Nigerian business women

Laylah Ali Othman (born January 29, 1986) is a Nigerian interior designer, writer and reality TV presenter as well as business woman, who is best known for selling home furnishings such as chairs and beds. She is also known as the owner of a publishing company called L magazine, and it presents a program called Voices of the Youth.

==Early life and education==
Laylah was born in Yobe State of Nigeria, but she grew up in Kaduna, where she studied her basic education, nursery and primary school in Kaduna state. She later completed her junior and senior high school in Damaturu. She is currently the CEO and managing director of Superb Brand, namely & N (Laylah & Nahaar) Interiors and Exterior Décor Nig.

She has a degree in BA English from University of Maiduguri, Diploma in interior decoration from Lotus Educational Institute, Dubai and another diploma in space management from Maren School of Interior Décor and Design.

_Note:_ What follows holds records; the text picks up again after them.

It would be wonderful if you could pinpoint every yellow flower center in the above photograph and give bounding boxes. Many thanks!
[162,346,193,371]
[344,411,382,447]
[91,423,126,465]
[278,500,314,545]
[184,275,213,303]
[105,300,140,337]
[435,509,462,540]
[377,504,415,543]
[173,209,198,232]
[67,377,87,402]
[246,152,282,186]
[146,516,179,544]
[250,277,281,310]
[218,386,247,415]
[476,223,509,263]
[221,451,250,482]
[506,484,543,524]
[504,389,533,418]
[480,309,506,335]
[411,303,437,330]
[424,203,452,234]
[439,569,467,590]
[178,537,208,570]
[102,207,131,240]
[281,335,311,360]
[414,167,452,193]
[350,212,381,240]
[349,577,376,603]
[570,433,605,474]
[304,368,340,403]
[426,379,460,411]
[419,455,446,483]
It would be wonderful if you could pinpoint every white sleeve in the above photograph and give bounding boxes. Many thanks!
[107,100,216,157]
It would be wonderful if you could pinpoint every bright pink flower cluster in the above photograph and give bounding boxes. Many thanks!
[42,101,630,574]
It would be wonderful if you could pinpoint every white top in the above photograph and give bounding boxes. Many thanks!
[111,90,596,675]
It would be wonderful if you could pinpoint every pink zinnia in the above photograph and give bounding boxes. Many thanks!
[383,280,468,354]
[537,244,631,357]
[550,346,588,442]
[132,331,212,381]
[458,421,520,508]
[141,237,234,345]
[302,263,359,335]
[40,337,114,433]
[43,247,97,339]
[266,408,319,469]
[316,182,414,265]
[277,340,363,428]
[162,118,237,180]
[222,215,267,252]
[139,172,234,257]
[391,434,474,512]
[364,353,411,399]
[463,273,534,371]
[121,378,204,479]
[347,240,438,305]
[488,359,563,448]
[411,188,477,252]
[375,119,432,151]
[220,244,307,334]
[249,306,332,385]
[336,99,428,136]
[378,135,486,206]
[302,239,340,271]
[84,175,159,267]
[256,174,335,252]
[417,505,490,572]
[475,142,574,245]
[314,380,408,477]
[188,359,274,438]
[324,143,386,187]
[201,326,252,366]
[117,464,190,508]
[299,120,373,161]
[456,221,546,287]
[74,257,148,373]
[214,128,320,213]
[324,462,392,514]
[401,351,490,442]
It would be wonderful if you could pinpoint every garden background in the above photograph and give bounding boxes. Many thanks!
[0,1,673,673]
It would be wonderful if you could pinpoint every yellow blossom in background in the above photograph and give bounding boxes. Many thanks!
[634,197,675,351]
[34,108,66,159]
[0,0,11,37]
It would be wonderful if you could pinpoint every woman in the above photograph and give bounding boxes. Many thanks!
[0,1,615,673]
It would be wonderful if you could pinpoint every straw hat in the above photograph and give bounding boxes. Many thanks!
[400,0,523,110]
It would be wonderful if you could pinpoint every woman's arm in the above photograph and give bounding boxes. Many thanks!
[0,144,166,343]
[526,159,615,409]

Additionally, she has another 2nd degree from ESCAE-University, Benin republic

==Awards and achievements==

| Year | Award | Organization |
|---|---|---|
| 2015 | Award of Honor | Eastern Mediterranean University (Nigerian Week) |
| 2018 | Award of Excellence | Gamji Students |
| 2018 | Award of Excellence | Department of Public Admin, Faculty of Admin, ABU |
| 2018 | Award of Excellence | West African Students |
| 2018 | Certificate of Appreciation | Startup Sokoto |
| 2018 | Certificate of Participation | Startup Kano |
| 2019 | Meritorious Award of Honor | Nigerian Youth Progress in Democracy |
| 2019 | Certificate of Honor | Democratic Youth Assembly of Nigeria |
| 2019 | Award of Honor | National Association of Nigerian Students (Zone A) |
| 2019 | Life Time Award of Credence | Youth Assembly of Nigeria |
| 2019 | Northern Philanthropic Award of Excellence | Save Democracy Group, Africa |
| 2019 | Corporate Social Responsibility Award | PR Times Africa |
| 2020 | Award of Honor | National Association of Northern Corpers |

==Personal life==
Laylah is married to Yusuf Adamu Gagdi, who is a politician of the All Progressives Congress from Plateau State, Nigeria.